Dit onderzoek gaat over zinvol monitoren van hulp bij kindermishandeling en seksueel geweld. Welke
mogelijkheden zijn er om beter zicht te krijgen op de jeugdhulp die geboden wordt in geval van
mishandeling van of seksueel geweld bij kinderen?

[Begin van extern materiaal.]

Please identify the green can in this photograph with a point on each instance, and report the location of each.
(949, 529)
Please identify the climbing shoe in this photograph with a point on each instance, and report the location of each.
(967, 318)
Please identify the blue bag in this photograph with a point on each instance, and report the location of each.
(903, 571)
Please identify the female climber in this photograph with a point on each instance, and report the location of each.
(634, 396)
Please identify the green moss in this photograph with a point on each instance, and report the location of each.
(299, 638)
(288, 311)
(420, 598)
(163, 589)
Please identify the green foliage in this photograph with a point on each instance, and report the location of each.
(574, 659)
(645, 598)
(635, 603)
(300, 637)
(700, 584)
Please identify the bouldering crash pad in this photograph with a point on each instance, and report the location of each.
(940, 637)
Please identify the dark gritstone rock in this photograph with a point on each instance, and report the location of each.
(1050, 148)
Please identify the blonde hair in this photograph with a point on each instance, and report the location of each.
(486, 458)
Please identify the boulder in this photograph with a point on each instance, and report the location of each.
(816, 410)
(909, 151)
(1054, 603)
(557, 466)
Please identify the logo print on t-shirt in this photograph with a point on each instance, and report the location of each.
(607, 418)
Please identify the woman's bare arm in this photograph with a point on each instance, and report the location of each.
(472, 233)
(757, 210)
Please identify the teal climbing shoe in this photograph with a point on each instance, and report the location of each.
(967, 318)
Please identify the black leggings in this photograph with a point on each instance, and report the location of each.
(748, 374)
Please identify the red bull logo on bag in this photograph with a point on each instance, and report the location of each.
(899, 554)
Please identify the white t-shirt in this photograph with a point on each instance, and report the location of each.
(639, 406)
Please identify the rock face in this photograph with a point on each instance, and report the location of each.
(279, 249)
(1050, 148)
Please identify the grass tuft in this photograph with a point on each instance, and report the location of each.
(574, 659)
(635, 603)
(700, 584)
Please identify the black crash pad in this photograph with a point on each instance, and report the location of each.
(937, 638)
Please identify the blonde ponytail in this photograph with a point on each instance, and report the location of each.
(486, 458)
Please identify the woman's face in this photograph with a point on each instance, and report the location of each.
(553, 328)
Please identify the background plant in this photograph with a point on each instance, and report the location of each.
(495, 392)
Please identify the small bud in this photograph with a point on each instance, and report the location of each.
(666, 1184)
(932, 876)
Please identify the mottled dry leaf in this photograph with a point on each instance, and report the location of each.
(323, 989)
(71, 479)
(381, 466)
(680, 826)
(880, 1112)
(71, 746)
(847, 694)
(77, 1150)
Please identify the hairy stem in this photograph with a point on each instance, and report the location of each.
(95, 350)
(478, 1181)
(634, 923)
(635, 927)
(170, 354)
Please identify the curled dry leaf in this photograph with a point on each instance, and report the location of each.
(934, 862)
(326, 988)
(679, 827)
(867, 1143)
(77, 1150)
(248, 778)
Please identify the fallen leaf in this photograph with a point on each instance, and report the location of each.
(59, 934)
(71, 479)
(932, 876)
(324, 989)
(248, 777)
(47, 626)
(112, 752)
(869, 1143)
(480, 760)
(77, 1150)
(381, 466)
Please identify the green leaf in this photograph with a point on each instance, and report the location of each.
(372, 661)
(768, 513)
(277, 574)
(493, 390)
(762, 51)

Aanleiding voor dit onderzoek is de aanbeveling in 2018 van de Nationaal Rapporteur Mensenhandel
en Seksueel Geweld tegen Kinderen om kindermishandeling als aanleiding voor jeugdhulp op te
nemen in de Beleidsinformatie Jeugd. Onderzoek, als onderdeel van de Slachtoffermonitor seksueel
geweld tegen kinderen, heeft uitgewezen dat bijna de helft van de kinderen die te maken hebben
gehad met seksueel geweld uit huis worden geplaatst. Een aanzienlijk deel van hen (11%) belandt in
de gesloten jeugdhulp. Dat roept de vraag op of de juiste groepen de juiste vormen van hulp krijgen.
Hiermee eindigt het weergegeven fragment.